If he falls short, he will head to the Korn Ferry Tour finals, in hopes of getting hot and performing well enough to earn one of the 25 PGA Tour cards that will be available. If that falls short, a 2019-20 season split between the PGA and Korn Ferry tours is likely.

Ryan Brehm

Brehm currently is enjoying a couple weeks back home in Traverse City, after nearly three months on the road.

He's sure earned it. Brehm has not a worry in the world at the moment, already having secured his PGA Tour card for 2019-20, thanks to a Korn Ferry Tour victory earlier this summer that vaulted him into the top 10 on the tour's money list.

Next season will be his second go-around on the PGA Tour.

In 2016-17, the Michigan State alumnus and Mount Pleasant native played 25 events, making 17 cuts. But he only had one top 25, made about $400,000 and headed back to the Korn Ferry Tour. The 33-year-old told The Detroit News recently that he's better prepared to handle the promotion this time around.

"I mean, my attitude needed to improve," he said. "The bottom line is that the caliber of play is so close to being the exact same. It's just an absolute razor-thin line between playing on the Korn Ferry or playing on the PGA Tour.

"I don't think the average person understands how close it is."

Tom Gillis

Gillis, 51, the longtime PGA Tour member, came out with guns blazing in his first year on the Champions Tour, earning his card for this season in just eight tournaments — including six top-11 finishes.

This year has been a bit more of a struggle for the Lake Orion native, who has more withdraws (three) than top-10s (one).

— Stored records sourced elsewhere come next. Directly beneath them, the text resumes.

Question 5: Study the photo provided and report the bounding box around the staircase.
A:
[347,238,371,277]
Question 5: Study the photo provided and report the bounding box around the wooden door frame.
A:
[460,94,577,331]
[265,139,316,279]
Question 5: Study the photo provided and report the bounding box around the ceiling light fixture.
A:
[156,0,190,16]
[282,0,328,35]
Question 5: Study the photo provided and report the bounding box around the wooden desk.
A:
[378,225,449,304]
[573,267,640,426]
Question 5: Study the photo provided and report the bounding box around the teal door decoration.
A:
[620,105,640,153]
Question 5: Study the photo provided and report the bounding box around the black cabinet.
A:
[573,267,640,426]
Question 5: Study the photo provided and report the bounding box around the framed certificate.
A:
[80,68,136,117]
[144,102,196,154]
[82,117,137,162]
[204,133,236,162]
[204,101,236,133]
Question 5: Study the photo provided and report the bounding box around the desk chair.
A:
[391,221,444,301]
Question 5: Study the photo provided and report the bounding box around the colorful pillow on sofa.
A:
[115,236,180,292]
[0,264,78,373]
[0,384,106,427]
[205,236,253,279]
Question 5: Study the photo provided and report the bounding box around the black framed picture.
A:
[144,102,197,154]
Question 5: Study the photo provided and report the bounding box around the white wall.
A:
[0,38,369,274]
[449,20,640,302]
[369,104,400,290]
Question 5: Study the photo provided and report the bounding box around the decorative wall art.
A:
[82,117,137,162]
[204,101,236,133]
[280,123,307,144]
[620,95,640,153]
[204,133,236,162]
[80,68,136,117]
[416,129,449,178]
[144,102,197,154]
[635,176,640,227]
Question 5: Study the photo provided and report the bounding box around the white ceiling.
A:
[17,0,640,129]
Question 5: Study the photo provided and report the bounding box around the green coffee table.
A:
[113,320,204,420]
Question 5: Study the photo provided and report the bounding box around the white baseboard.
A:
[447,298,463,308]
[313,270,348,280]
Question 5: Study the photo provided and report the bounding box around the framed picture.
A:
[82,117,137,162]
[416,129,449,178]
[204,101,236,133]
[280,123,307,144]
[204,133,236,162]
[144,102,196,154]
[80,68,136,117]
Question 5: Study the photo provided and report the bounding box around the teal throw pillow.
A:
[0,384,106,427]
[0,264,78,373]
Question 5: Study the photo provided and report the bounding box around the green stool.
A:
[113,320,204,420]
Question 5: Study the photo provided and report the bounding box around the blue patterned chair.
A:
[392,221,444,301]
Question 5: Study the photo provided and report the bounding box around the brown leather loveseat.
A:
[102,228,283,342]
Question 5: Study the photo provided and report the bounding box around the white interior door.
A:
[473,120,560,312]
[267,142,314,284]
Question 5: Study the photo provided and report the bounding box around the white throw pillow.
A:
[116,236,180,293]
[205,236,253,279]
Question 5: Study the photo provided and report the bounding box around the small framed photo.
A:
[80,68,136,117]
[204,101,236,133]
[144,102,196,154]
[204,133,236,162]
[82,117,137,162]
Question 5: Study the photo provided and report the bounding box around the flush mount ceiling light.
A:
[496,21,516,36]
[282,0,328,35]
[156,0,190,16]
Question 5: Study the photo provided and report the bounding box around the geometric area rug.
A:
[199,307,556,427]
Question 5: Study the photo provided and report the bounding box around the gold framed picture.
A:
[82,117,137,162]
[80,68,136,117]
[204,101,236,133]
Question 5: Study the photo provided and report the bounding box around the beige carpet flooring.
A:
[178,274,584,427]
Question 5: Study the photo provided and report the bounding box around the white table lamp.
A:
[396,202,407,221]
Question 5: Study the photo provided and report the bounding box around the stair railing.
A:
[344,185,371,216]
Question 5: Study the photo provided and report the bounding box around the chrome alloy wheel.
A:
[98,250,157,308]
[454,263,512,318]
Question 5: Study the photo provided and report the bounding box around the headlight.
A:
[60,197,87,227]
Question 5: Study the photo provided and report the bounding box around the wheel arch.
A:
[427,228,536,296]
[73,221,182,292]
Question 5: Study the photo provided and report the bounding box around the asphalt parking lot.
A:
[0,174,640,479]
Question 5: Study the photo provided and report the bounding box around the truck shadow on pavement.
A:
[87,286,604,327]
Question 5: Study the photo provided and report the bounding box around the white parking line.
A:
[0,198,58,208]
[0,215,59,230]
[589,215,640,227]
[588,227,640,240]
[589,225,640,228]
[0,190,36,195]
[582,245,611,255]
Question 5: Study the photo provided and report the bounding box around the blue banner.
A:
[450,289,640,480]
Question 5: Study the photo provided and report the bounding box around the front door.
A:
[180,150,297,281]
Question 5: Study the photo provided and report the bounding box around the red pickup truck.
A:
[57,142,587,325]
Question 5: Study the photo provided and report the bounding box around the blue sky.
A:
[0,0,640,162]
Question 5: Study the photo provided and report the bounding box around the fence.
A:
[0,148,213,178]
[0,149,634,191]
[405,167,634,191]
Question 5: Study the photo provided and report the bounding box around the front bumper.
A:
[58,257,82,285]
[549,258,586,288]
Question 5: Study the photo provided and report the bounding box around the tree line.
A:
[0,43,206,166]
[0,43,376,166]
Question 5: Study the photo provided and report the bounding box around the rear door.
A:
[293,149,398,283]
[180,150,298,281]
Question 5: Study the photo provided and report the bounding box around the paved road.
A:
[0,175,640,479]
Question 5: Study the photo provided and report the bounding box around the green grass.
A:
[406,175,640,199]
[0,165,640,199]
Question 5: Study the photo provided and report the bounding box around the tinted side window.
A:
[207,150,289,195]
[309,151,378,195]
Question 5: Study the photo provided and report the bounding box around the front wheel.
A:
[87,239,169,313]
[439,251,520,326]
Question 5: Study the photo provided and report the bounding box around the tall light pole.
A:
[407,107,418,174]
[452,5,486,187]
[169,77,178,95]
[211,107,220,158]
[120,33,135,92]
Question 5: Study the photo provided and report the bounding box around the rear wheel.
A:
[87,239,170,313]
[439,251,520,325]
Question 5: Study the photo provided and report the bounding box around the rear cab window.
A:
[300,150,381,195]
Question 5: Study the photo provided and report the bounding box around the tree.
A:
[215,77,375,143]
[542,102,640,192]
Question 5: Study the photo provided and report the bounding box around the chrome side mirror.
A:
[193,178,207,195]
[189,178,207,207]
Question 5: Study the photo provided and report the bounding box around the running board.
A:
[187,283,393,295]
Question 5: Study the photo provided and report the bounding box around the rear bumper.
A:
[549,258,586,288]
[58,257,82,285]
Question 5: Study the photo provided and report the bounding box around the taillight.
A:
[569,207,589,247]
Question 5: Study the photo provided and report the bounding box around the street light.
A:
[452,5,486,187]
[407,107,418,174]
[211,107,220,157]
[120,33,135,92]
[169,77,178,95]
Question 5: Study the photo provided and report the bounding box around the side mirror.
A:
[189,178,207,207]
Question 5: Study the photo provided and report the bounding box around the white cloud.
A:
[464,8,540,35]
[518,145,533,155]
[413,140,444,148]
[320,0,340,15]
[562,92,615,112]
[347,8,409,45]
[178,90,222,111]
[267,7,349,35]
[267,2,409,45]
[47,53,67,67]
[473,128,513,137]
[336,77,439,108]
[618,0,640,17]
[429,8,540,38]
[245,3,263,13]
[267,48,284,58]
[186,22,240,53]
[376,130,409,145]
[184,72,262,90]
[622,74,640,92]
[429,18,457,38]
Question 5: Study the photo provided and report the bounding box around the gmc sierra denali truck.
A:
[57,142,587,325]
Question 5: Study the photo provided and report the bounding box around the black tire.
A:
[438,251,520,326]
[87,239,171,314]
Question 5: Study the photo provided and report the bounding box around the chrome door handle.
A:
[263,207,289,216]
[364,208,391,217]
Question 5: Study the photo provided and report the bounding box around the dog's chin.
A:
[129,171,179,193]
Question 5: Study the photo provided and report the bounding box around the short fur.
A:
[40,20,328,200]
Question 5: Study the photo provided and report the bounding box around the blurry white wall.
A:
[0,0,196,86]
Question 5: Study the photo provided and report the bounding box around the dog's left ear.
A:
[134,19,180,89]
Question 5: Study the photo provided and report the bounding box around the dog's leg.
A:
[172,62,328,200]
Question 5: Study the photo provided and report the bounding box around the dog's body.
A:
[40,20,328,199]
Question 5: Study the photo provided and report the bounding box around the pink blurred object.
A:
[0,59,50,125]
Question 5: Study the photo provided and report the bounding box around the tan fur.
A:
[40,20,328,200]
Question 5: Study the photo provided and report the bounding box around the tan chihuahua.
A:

That's why Gillis spent thousands of dollars to fly over to Lancashire, England, just to try and qualify for the Senior British Open (which he did as co-medalist in the qualifier). He needs more good finishes to get into the Charles Schwab Cup playoffs and secure his Champions Tour card for next season. The good news is he believes his game is coming around.

After the Senior British, Gillis has seven tournaments to get into the playoffs, including the September stop in Grand Blanc, with the Ally Challenge.

He's at 62nd in the Charles Schwab Cup standings and needs to be in the top 54 by season's end to secure playing privileges for next season.